I attended this meeting of our local building industry, where the council chambers was packed to the rafters demanding action – all the time Yule kept justifying the council's approach, claiming all was fine and continued the regressive drip-feeding policy.
Year on year and as recently as a public meeting on the housing crisis a few weeks back, I have kept on asking for a working housing plan for Hastings.
Three years ago, in this very newspaper I called for Hastings to start leading on the home front - that we needed to pick up the pace for putting people on all budgets into homes or we were in danger of being left behind.
I said that while we must focus (and rightly so) on supporting those in our poorest areas, it's not until we start looking at how a lack of housing is also impacting right across Hastings that things will start hitting home.

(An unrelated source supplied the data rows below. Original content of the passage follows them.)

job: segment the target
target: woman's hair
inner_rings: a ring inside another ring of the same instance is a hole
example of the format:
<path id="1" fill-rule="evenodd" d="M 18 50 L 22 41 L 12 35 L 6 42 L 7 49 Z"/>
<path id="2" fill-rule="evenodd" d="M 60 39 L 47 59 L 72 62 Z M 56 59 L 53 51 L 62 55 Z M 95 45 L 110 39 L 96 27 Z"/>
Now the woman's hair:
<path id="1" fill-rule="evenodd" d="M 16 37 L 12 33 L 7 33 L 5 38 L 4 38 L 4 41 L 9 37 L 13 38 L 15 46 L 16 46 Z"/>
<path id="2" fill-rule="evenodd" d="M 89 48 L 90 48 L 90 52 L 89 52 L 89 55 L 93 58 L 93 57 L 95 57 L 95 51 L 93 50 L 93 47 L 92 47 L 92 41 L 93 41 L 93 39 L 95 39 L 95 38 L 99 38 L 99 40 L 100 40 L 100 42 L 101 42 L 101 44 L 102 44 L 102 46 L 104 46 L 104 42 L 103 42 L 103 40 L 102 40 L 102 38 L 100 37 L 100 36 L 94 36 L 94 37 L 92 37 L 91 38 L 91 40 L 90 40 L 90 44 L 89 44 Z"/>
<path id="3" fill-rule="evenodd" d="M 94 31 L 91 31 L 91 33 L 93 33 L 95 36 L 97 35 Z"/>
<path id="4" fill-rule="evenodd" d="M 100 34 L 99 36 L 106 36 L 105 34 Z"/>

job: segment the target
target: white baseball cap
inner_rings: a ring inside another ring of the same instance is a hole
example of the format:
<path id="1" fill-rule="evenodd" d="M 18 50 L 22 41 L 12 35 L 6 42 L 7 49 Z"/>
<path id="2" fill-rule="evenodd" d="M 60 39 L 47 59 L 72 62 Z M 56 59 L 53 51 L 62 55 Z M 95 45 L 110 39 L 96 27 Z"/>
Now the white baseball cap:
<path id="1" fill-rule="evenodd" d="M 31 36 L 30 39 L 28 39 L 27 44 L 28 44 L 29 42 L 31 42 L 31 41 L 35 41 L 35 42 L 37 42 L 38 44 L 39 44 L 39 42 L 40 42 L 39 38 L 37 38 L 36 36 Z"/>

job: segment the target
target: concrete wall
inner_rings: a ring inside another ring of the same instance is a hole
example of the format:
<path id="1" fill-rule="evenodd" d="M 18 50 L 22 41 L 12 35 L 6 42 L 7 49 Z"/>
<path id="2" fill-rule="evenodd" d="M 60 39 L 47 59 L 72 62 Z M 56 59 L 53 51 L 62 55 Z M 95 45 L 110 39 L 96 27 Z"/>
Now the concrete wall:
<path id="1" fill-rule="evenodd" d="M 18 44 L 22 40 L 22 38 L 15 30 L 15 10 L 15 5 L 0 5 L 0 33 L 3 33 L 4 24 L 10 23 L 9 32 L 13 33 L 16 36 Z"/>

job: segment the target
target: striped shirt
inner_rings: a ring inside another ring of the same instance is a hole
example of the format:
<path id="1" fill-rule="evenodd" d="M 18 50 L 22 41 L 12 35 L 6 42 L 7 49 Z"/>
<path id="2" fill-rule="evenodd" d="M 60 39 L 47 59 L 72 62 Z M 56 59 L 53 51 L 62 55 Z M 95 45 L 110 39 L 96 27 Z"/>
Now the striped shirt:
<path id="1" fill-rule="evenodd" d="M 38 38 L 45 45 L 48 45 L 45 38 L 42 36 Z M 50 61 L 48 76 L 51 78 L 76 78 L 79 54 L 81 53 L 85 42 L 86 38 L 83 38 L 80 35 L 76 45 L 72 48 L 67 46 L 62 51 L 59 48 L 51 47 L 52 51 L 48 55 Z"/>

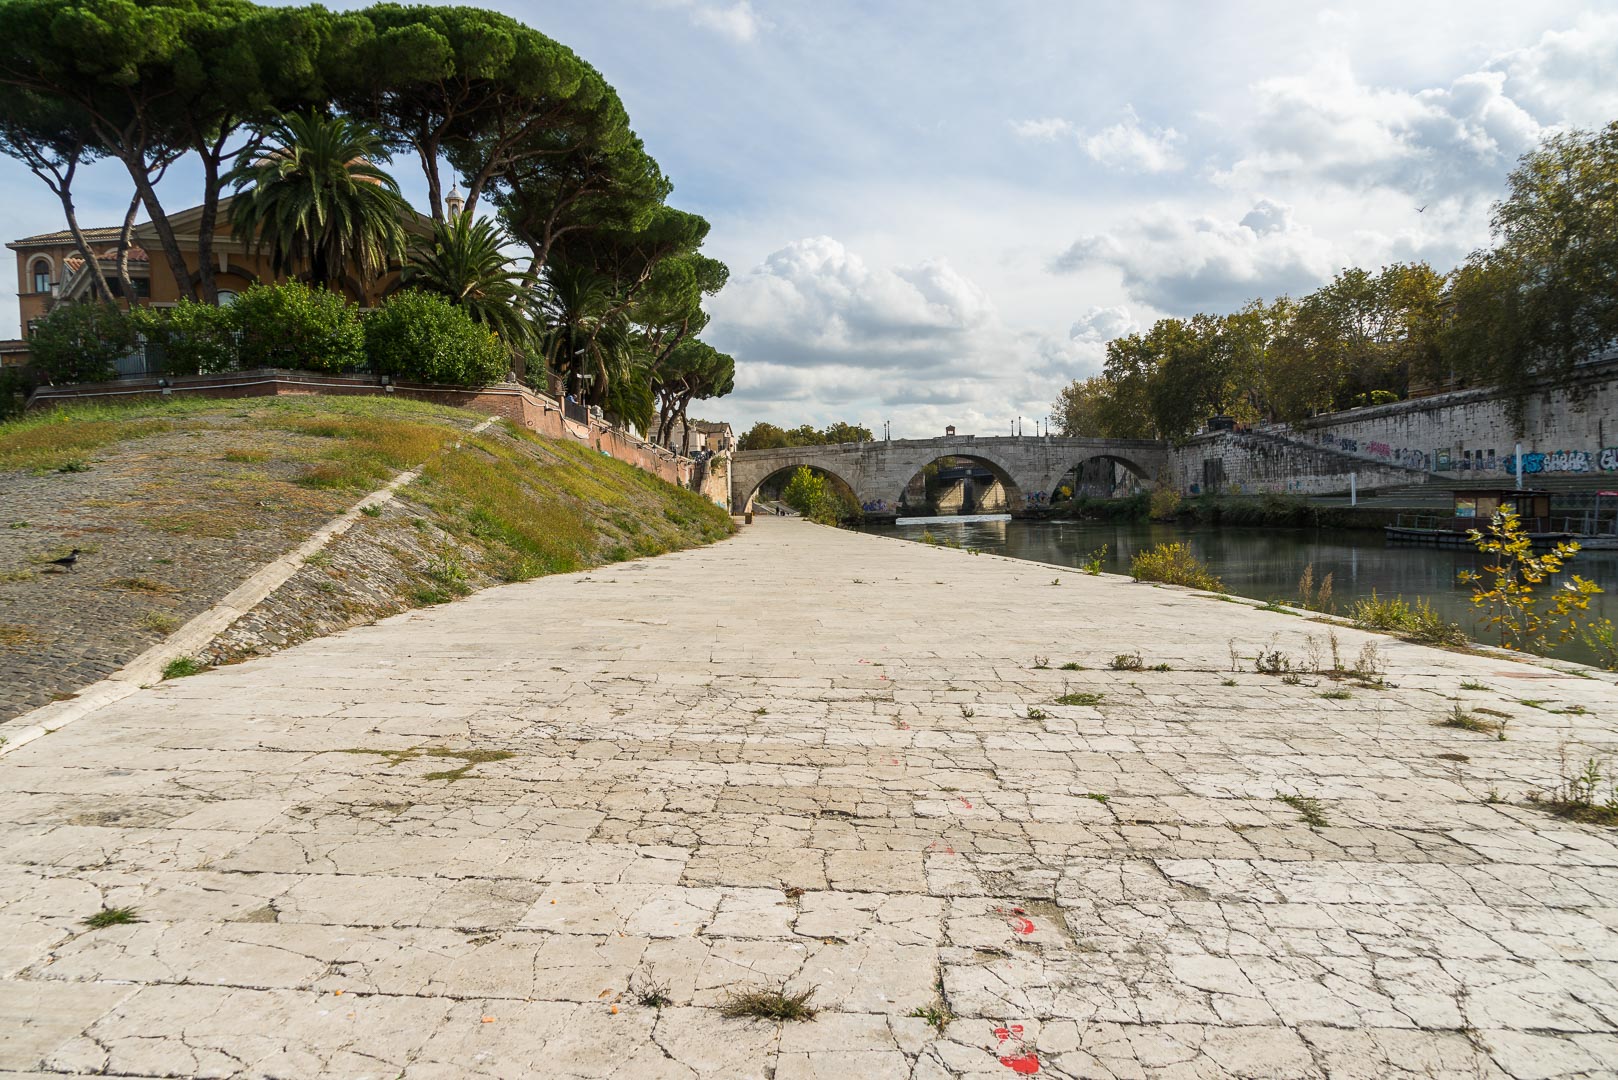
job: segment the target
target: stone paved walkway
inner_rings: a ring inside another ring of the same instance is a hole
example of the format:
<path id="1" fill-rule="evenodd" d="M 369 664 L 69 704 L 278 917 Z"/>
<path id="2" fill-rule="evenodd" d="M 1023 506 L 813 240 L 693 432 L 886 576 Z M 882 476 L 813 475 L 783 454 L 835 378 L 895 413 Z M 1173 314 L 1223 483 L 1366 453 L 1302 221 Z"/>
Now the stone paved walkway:
<path id="1" fill-rule="evenodd" d="M 1613 1075 L 1613 685 L 1324 633 L 765 521 L 167 683 L 0 758 L 0 1073 Z"/>

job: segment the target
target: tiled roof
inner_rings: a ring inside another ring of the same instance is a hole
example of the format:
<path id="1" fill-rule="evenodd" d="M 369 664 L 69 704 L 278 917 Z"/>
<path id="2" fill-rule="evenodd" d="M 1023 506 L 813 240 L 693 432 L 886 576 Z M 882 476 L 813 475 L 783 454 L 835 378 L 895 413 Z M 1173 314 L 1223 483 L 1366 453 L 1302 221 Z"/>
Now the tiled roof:
<path id="1" fill-rule="evenodd" d="M 120 229 L 117 225 L 110 225 L 106 228 L 80 229 L 79 231 L 84 234 L 84 239 L 87 242 L 95 243 L 97 240 L 116 241 L 118 239 Z M 72 242 L 73 234 L 67 229 L 62 229 L 59 232 L 40 233 L 38 236 L 25 236 L 21 240 L 11 241 L 6 246 L 22 247 L 27 245 L 29 247 L 33 247 L 36 244 L 44 246 L 46 244 L 71 244 Z"/>

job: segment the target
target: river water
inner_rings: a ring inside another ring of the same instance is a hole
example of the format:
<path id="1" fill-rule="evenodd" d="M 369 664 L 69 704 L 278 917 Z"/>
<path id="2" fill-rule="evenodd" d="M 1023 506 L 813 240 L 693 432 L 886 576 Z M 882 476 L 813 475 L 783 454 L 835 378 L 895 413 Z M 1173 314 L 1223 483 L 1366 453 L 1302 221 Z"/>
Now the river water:
<path id="1" fill-rule="evenodd" d="M 1087 521 L 953 521 L 931 518 L 924 524 L 872 525 L 867 531 L 919 540 L 931 530 L 962 547 L 978 548 L 1014 559 L 1057 566 L 1078 566 L 1089 552 L 1107 547 L 1102 569 L 1129 573 L 1135 552 L 1156 544 L 1180 541 L 1213 569 L 1236 596 L 1257 600 L 1294 600 L 1304 567 L 1314 565 L 1315 581 L 1332 575 L 1337 610 L 1370 596 L 1426 599 L 1447 619 L 1486 640 L 1472 606 L 1470 586 L 1456 582 L 1462 570 L 1480 570 L 1475 551 L 1424 547 L 1389 547 L 1380 530 L 1272 529 L 1241 526 L 1181 526 Z M 1581 551 L 1568 567 L 1607 590 L 1590 604 L 1592 617 L 1618 622 L 1618 551 Z M 1581 641 L 1549 650 L 1568 660 L 1590 662 L 1594 655 Z"/>

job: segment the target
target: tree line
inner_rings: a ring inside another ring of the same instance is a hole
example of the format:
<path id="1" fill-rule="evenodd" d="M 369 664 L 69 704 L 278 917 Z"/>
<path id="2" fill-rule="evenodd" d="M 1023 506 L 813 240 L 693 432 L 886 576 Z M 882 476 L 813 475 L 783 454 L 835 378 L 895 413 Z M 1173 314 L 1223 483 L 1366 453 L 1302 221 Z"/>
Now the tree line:
<path id="1" fill-rule="evenodd" d="M 738 450 L 781 450 L 790 446 L 829 446 L 833 443 L 870 442 L 875 436 L 871 429 L 842 420 L 815 428 L 801 424 L 795 428 L 781 428 L 760 420 L 736 440 Z"/>
<path id="2" fill-rule="evenodd" d="M 216 304 L 221 205 L 234 195 L 232 229 L 267 246 L 277 273 L 338 287 L 402 267 L 497 335 L 531 380 L 648 433 L 666 437 L 690 401 L 733 385 L 732 359 L 697 336 L 703 298 L 728 275 L 701 253 L 708 222 L 669 205 L 673 185 L 599 72 L 496 12 L 7 0 L 0 152 L 60 201 L 103 303 L 134 295 L 144 212 L 160 248 L 149 255 L 182 299 Z M 430 238 L 401 225 L 379 165 L 394 159 L 421 169 Z M 181 160 L 201 170 L 184 244 L 158 192 Z M 96 162 L 130 184 L 110 279 L 75 205 Z"/>
<path id="3" fill-rule="evenodd" d="M 1062 390 L 1061 431 L 1183 439 L 1211 416 L 1294 421 L 1466 386 L 1500 387 L 1520 423 L 1532 383 L 1618 342 L 1618 122 L 1524 155 L 1491 240 L 1449 273 L 1350 268 L 1300 298 L 1115 338 L 1099 375 Z"/>

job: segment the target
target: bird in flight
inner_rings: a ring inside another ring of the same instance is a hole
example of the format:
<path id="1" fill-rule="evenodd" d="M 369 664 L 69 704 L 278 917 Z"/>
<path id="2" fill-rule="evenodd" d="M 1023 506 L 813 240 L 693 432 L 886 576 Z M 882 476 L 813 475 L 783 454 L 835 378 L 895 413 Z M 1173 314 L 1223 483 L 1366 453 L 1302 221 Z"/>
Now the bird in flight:
<path id="1" fill-rule="evenodd" d="M 1416 207 L 1416 213 L 1425 214 L 1426 212 L 1427 212 L 1427 204 L 1426 203 L 1423 203 L 1422 205 Z"/>
<path id="2" fill-rule="evenodd" d="M 57 550 L 61 550 L 61 549 L 58 548 Z M 53 566 L 60 566 L 63 570 L 71 570 L 71 569 L 73 569 L 73 564 L 78 562 L 78 561 L 79 561 L 79 549 L 74 548 L 71 552 L 69 552 L 66 555 L 63 555 L 60 559 L 52 559 L 51 564 Z"/>

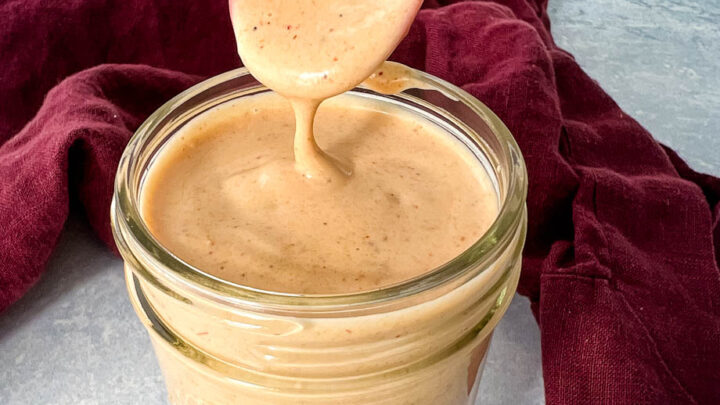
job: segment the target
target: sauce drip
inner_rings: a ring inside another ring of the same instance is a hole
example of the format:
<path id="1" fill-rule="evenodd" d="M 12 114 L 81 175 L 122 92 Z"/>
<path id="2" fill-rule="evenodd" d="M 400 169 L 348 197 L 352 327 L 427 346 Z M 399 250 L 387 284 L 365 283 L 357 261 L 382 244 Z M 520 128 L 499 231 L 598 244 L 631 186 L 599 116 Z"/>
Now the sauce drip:
<path id="1" fill-rule="evenodd" d="M 295 165 L 307 178 L 343 181 L 350 165 L 324 153 L 313 121 L 320 103 L 360 84 L 390 56 L 422 0 L 230 0 L 245 67 L 289 98 L 295 110 Z"/>

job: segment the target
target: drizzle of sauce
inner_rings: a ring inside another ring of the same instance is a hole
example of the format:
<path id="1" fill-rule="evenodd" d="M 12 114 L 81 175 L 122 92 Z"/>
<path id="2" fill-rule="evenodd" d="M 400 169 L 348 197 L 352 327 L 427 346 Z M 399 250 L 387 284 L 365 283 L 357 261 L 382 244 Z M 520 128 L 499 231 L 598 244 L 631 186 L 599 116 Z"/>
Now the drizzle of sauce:
<path id="1" fill-rule="evenodd" d="M 230 0 L 230 17 L 245 67 L 292 102 L 295 165 L 303 176 L 340 183 L 351 174 L 349 164 L 318 147 L 313 134 L 317 108 L 375 72 L 407 34 L 421 4 L 422 0 L 382 4 Z M 400 72 L 395 67 L 391 70 Z"/>

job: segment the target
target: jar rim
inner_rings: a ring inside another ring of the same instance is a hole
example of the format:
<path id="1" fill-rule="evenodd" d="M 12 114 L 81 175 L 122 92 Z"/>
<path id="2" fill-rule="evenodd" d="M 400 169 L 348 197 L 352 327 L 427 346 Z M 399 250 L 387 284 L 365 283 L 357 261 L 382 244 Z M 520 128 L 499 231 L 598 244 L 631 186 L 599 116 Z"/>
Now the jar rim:
<path id="1" fill-rule="evenodd" d="M 157 281 L 161 275 L 196 294 L 223 304 L 279 306 L 283 308 L 337 308 L 382 304 L 433 290 L 475 270 L 482 273 L 502 254 L 515 230 L 524 221 L 527 195 L 527 172 L 520 149 L 505 124 L 481 101 L 442 79 L 411 69 L 423 90 L 439 91 L 462 102 L 488 125 L 508 162 L 507 188 L 500 209 L 488 230 L 465 251 L 434 269 L 375 290 L 340 294 L 299 294 L 263 290 L 221 279 L 185 262 L 168 251 L 154 237 L 140 213 L 138 192 L 132 186 L 133 161 L 155 129 L 178 107 L 204 91 L 230 80 L 250 75 L 246 68 L 234 69 L 204 80 L 163 104 L 137 129 L 128 142 L 118 164 L 111 207 L 111 227 L 123 258 L 142 270 L 146 278 Z M 438 108 L 438 107 L 436 107 Z M 447 112 L 445 112 L 447 113 Z M 447 113 L 449 114 L 449 113 Z M 474 131 L 473 131 L 474 132 Z M 132 245 L 132 247 L 130 247 Z M 161 274 L 149 272 L 143 263 L 150 263 Z M 163 288 L 167 290 L 166 288 Z"/>

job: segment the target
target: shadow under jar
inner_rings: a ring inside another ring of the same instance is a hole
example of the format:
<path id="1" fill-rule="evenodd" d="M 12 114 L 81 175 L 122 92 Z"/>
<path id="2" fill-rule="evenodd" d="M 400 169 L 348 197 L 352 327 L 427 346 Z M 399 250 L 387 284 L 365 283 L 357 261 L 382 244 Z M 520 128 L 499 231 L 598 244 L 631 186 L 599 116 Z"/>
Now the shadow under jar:
<path id="1" fill-rule="evenodd" d="M 247 70 L 188 89 L 138 129 L 120 161 L 112 226 L 173 404 L 475 403 L 492 331 L 520 275 L 527 174 L 509 131 L 485 105 L 416 73 L 423 89 L 350 93 L 456 137 L 486 169 L 500 211 L 447 264 L 379 290 L 297 295 L 234 284 L 183 262 L 143 222 L 144 178 L 177 130 L 221 103 L 269 91 Z"/>

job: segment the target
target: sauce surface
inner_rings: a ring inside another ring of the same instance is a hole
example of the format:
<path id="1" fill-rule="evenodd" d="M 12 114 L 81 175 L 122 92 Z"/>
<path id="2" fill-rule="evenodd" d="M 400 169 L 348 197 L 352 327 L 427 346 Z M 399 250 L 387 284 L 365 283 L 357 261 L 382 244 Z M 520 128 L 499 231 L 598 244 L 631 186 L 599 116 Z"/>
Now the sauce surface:
<path id="1" fill-rule="evenodd" d="M 300 176 L 290 104 L 266 93 L 184 126 L 142 194 L 153 234 L 190 264 L 272 291 L 347 293 L 402 282 L 467 249 L 497 215 L 495 190 L 459 141 L 399 107 L 342 95 L 320 108 L 343 183 Z"/>

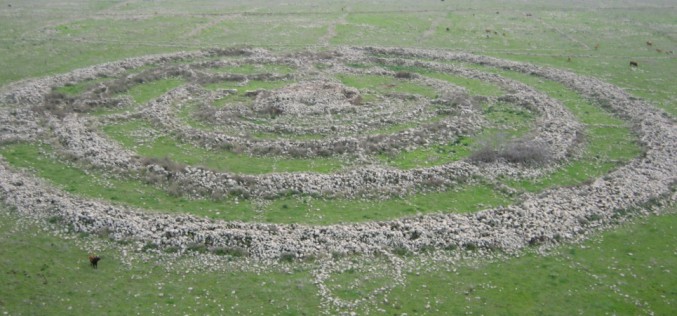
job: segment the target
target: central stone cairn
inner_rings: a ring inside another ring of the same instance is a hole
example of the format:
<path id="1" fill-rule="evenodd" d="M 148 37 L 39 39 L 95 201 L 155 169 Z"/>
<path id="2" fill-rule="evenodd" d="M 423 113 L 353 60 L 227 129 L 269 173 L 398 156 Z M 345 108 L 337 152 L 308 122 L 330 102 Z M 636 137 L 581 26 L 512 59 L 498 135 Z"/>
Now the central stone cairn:
<path id="1" fill-rule="evenodd" d="M 334 82 L 309 81 L 281 89 L 256 91 L 253 110 L 273 115 L 322 115 L 356 112 L 360 91 Z"/>

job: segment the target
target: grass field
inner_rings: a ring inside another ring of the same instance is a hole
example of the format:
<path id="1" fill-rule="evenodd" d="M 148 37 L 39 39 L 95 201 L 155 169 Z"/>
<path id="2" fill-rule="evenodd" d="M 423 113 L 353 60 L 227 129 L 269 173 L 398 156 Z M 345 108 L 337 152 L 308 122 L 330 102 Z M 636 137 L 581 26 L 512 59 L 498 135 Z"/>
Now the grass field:
<path id="1" fill-rule="evenodd" d="M 122 252 L 96 236 L 64 240 L 2 210 L 0 246 L 11 254 L 0 259 L 2 312 L 315 315 L 323 310 L 312 262 L 280 263 L 261 272 L 223 257 L 216 261 L 220 267 L 205 271 L 191 267 L 189 256 L 176 260 Z M 404 272 L 404 284 L 356 311 L 670 315 L 677 300 L 674 211 L 637 219 L 545 256 L 527 252 L 492 261 L 414 263 Z M 97 270 L 88 266 L 91 251 L 103 257 Z M 363 278 L 379 271 L 379 264 L 375 260 L 339 273 L 327 285 L 339 298 L 361 297 L 393 282 Z"/>
<path id="2" fill-rule="evenodd" d="M 608 0 L 575 6 L 554 0 L 463 4 L 403 0 L 205 0 L 190 4 L 179 0 L 0 0 L 0 86 L 126 57 L 200 48 L 251 46 L 293 52 L 340 45 L 420 47 L 571 70 L 618 85 L 676 116 L 676 15 L 677 7 L 668 0 Z M 629 67 L 630 61 L 639 67 Z M 502 184 L 518 192 L 576 185 L 603 176 L 641 154 L 626 123 L 573 91 L 529 75 L 480 68 L 562 101 L 586 127 L 587 147 L 576 160 L 542 178 L 503 179 Z M 446 80 L 473 95 L 502 93 L 499 87 L 479 80 L 425 69 L 390 69 Z M 293 74 L 295 68 L 263 65 L 212 71 Z M 339 79 L 348 86 L 378 93 L 430 98 L 436 94 L 429 87 L 393 78 L 341 75 Z M 57 92 L 76 95 L 97 80 L 58 88 Z M 182 83 L 179 78 L 158 80 L 134 86 L 126 94 L 135 101 L 134 106 L 140 106 Z M 222 105 L 250 101 L 243 96 L 247 90 L 289 84 L 250 81 L 236 86 L 223 82 L 206 88 L 238 89 L 217 104 Z M 528 131 L 532 121 L 530 113 L 510 107 L 483 111 L 493 124 L 513 125 L 515 135 Z M 113 111 L 94 114 L 110 113 Z M 183 116 L 194 127 L 209 128 L 191 121 L 186 113 Z M 405 124 L 380 132 L 408 127 Z M 344 166 L 333 158 L 285 160 L 208 151 L 181 143 L 141 120 L 108 125 L 102 133 L 141 156 L 169 157 L 215 170 L 333 172 Z M 473 144 L 482 137 L 493 137 L 492 133 L 484 130 L 453 144 L 375 159 L 402 169 L 442 164 L 466 157 Z M 153 137 L 138 136 L 142 134 Z M 513 197 L 484 184 L 383 201 L 310 197 L 264 202 L 191 200 L 141 181 L 57 161 L 44 154 L 49 150 L 15 144 L 0 148 L 0 154 L 12 166 L 29 168 L 68 192 L 152 211 L 188 212 L 215 219 L 322 225 L 438 211 L 471 212 L 514 202 Z M 331 296 L 347 302 L 370 298 L 339 308 L 326 301 L 316 282 L 320 262 L 283 260 L 259 267 L 237 254 L 219 253 L 211 257 L 214 266 L 208 268 L 197 264 L 199 256 L 190 253 L 174 258 L 172 253 L 149 254 L 97 235 L 54 235 L 0 204 L 0 313 L 671 315 L 677 312 L 677 276 L 673 271 L 677 266 L 676 211 L 668 206 L 662 215 L 636 218 L 545 254 L 533 249 L 514 257 L 478 259 L 472 251 L 461 251 L 453 262 L 436 262 L 425 254 L 417 257 L 403 252 L 398 257 L 405 262 L 401 282 L 394 280 L 391 264 L 384 258 L 337 258 L 354 260 L 355 268 L 333 273 L 322 283 Z M 88 253 L 104 258 L 99 269 L 88 266 Z M 380 287 L 390 290 L 372 293 Z"/>

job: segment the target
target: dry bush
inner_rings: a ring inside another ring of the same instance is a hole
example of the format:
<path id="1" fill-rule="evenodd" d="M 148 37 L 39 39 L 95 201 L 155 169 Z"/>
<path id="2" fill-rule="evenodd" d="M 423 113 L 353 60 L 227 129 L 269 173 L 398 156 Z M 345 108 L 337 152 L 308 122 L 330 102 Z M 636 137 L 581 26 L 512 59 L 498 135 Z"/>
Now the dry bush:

Right when we should have been taking every opportunity, addressing supply and feeding the market demand.
Six years ago, I stood on the steps of a perfectly good empty five bedroom state house in Havelock North demanding that its pending sale be stopped and filled with a family in need.
"One house, one family at a time," I would say to myself.
It was always a battle. With residents in Raureka we worked for more than a year to get a family into a perfectly good empty state house. Today, all the surrounding state-owned land, which until Labour became Government was going to be sold off too, is the first new social housing development for Hastings to get under way.
Through Official Information Act requests, I produced list on list of the hundreds of houses across Hawke's Bay that National was selling off at rock bottom prices, well below government valuation.
Week after week, month after month the massive sell down continued. Every time I called to end it, the response was the same. "There was no 'need'."
As the Opposition local MP Lawrence Yule has said houses were already falling down or were 'P' houses. But as we know, many were very livable, and P testing saw people turned out, when in fact their homes were safe.
As Albert Einstein says, to fix a problem, you can not use the same thinking of those who created it.
Next month Hastings council, under the new chief executive Nigel Bicknell, will present a housing plan to Government. I am fully committed to making sure it succeeds.
Finally, we are getting action. Councils, a new regional housing forum group, iwi and the Labour-led Government are working on housing for all.
It is only thanks to those who are genuinely committed to housing for Hastings, that a real plan is on its way and one that we will keep building on it - together.
Anna Lorck is a Hawke's Bay Housing Advocate, and former Labour Tukituki candidate.